Introducing Rakewell, Apollo’s wandering eye on the art world. Look out for regular posts taking a rakish perspective on art and museum stories.
In last weekend’s Observer, Rachel Whiteread opened up about gentrification, her forthcoming Tate show, and – perhaps most interestingly – her relationship with some of her noisier YBA contemporaries. ‘Art was never seen as a career when I was studying. Damien [Hirst] had a lot to do with changing the way people thought about it, with his ability to spin anything’, she told Eva Wiseman. ‘[…] I always think of Tracey [Emin] as the girl in the playground shouting “Me me me!” I’m very fond of her, but she plays on that and it seems to work. People love her for it.’
Hirst himself is gearing up for a comeback, this time with a secrecy-shrouded new show at the Venice Biennale. Speaking to the Financial Times magazine this weekend, the notoriously shy and retiring artist recalled being deluged with requests for money following his landmark 2008 Sotheby’s sale. ‘It got really mental,’ he told Catherine Mayer. ‘I got one letter from a guy who said him and his wife bought a house together and now the house is worth half what they paid for it and they had fallen out and tried to split up but they can’t split up because of the house and please could they have money for the house, would I buy it for the original price and wait for it to go up and weird shit like that.’ Who’d be an artist, eh?

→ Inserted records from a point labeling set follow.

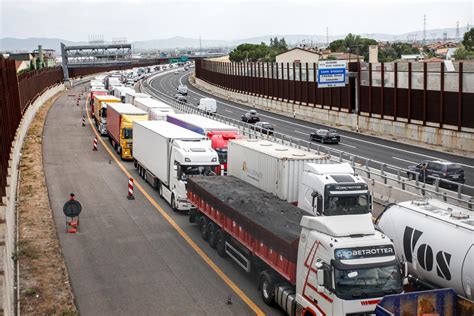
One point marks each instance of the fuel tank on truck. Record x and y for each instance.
(436, 239)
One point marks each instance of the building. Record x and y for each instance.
(413, 57)
(298, 55)
(342, 56)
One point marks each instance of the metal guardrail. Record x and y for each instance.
(372, 169)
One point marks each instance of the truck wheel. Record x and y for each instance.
(211, 234)
(173, 203)
(203, 226)
(267, 288)
(160, 189)
(220, 243)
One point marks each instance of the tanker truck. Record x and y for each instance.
(437, 241)
(308, 265)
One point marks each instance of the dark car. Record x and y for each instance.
(429, 170)
(251, 117)
(325, 136)
(263, 127)
(180, 98)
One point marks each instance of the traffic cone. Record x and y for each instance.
(130, 189)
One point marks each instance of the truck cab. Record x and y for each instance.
(333, 189)
(344, 266)
(100, 111)
(219, 142)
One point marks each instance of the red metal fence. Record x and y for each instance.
(419, 93)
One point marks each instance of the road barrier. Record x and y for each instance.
(389, 183)
(130, 195)
(94, 148)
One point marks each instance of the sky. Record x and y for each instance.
(138, 20)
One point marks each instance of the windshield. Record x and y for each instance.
(222, 153)
(370, 282)
(186, 171)
(127, 133)
(346, 204)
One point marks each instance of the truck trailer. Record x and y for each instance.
(437, 241)
(100, 111)
(270, 166)
(166, 155)
(149, 104)
(308, 265)
(131, 95)
(120, 117)
(93, 92)
(219, 133)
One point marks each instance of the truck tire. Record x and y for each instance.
(203, 226)
(267, 287)
(173, 203)
(160, 189)
(211, 234)
(220, 243)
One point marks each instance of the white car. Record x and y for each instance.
(207, 105)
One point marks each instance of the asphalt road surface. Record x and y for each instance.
(377, 149)
(132, 257)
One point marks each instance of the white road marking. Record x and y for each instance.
(347, 145)
(404, 160)
(297, 131)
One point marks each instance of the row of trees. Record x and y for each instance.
(259, 52)
(354, 44)
(467, 52)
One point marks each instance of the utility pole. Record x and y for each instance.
(457, 30)
(327, 37)
(200, 45)
(424, 29)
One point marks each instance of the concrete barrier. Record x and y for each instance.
(448, 137)
(8, 205)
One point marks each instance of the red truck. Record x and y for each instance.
(120, 118)
(218, 132)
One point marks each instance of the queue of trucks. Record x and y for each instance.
(301, 224)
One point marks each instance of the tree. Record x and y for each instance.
(468, 40)
(259, 52)
(353, 44)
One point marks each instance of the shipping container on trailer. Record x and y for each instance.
(272, 167)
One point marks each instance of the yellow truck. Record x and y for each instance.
(99, 109)
(120, 118)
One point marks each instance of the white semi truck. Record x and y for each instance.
(437, 241)
(299, 177)
(157, 110)
(333, 189)
(166, 155)
(308, 265)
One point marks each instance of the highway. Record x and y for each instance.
(132, 256)
(377, 149)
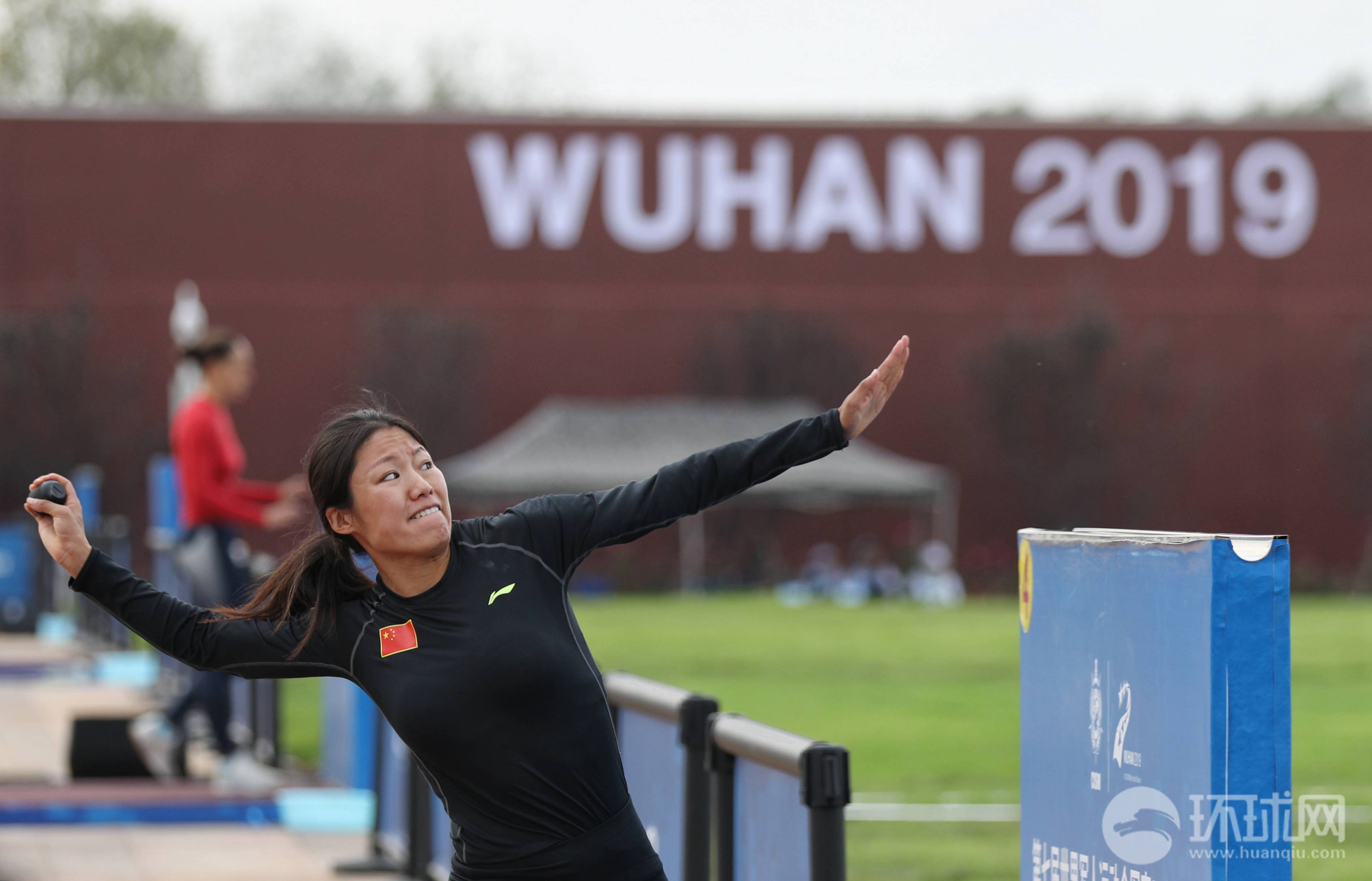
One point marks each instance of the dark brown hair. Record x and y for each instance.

The Rake has been paying close attention to the showbiz end of internet journalism, where actor Brad Pitt has been hogging the headlines. According to Mail Online, the recently separated star has taken a new hobby to get over his split from fellow thesp Angelina Jolie… sculpture. Pitt is reportedly spending up to 15 hours a day holed up in a Los Angeles studio, where ‘anonymous sources’ say he is learning the discipline of sculpture at ‘a fast pace’, supposedly under the tutelage of British artist Thomas Houseago.

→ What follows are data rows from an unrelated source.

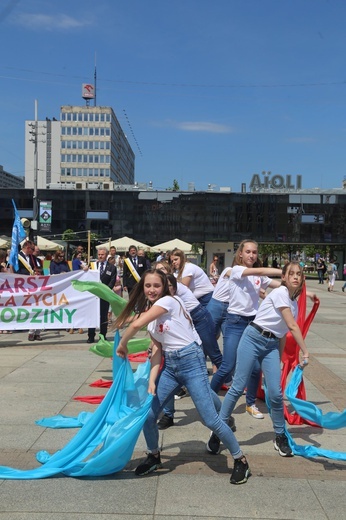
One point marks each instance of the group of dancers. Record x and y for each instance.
(184, 313)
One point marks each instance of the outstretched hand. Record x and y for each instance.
(312, 296)
(122, 351)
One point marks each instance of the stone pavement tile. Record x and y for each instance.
(216, 497)
(77, 516)
(332, 497)
(121, 494)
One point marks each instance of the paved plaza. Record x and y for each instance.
(40, 379)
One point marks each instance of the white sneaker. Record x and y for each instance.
(254, 412)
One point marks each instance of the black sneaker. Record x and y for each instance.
(150, 464)
(213, 445)
(282, 446)
(241, 471)
(165, 422)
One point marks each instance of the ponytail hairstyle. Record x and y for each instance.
(237, 258)
(138, 303)
(285, 269)
(181, 255)
(173, 281)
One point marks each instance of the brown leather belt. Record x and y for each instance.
(263, 332)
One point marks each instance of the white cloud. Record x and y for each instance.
(198, 126)
(301, 140)
(48, 22)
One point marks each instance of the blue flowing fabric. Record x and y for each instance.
(309, 411)
(106, 441)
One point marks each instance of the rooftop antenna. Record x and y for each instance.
(95, 82)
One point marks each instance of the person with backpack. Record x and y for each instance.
(332, 272)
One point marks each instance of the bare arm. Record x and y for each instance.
(296, 332)
(143, 320)
(262, 271)
(186, 280)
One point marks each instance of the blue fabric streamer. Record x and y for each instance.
(309, 411)
(106, 441)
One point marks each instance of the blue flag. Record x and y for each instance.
(18, 234)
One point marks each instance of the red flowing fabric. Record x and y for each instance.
(91, 399)
(290, 358)
(101, 383)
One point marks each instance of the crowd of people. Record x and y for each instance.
(185, 313)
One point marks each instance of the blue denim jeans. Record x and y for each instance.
(234, 328)
(218, 312)
(204, 326)
(255, 348)
(204, 300)
(186, 367)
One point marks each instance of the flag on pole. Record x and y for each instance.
(18, 234)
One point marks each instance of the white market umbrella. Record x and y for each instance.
(46, 245)
(123, 244)
(175, 243)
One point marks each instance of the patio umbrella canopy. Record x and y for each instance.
(123, 244)
(46, 245)
(174, 243)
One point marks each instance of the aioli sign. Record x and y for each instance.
(275, 182)
(47, 302)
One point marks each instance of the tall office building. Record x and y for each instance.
(7, 180)
(87, 148)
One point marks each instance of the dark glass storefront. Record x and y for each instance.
(153, 217)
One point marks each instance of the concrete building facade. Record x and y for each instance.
(86, 149)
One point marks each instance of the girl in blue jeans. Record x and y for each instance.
(173, 337)
(263, 342)
(246, 281)
(203, 324)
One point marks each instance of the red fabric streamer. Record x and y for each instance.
(91, 399)
(100, 383)
(290, 358)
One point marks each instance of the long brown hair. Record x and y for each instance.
(299, 289)
(237, 258)
(137, 301)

ArtNet News has run an intriguing story about the Trump presidency’s most unlikely beneficiary: art supply stores. According to the article, the number of anti-Trump marches has led to record sales of art materials thanks to protestors making their own posters. Eager to know if art shops in his native London had seen a similar windfall following Saturday’s anti-Brexit march, the Rake popped into his local branch of CASS Art to find out. ‘In a word, no,’ he was reliably informed when he asked a shop assistant whether recent political developments had been good for business. ‘We did sell a few more marker pens and large sheets of paper, but not a lot changed’. Londoners clearly have much to learn from their American cousins.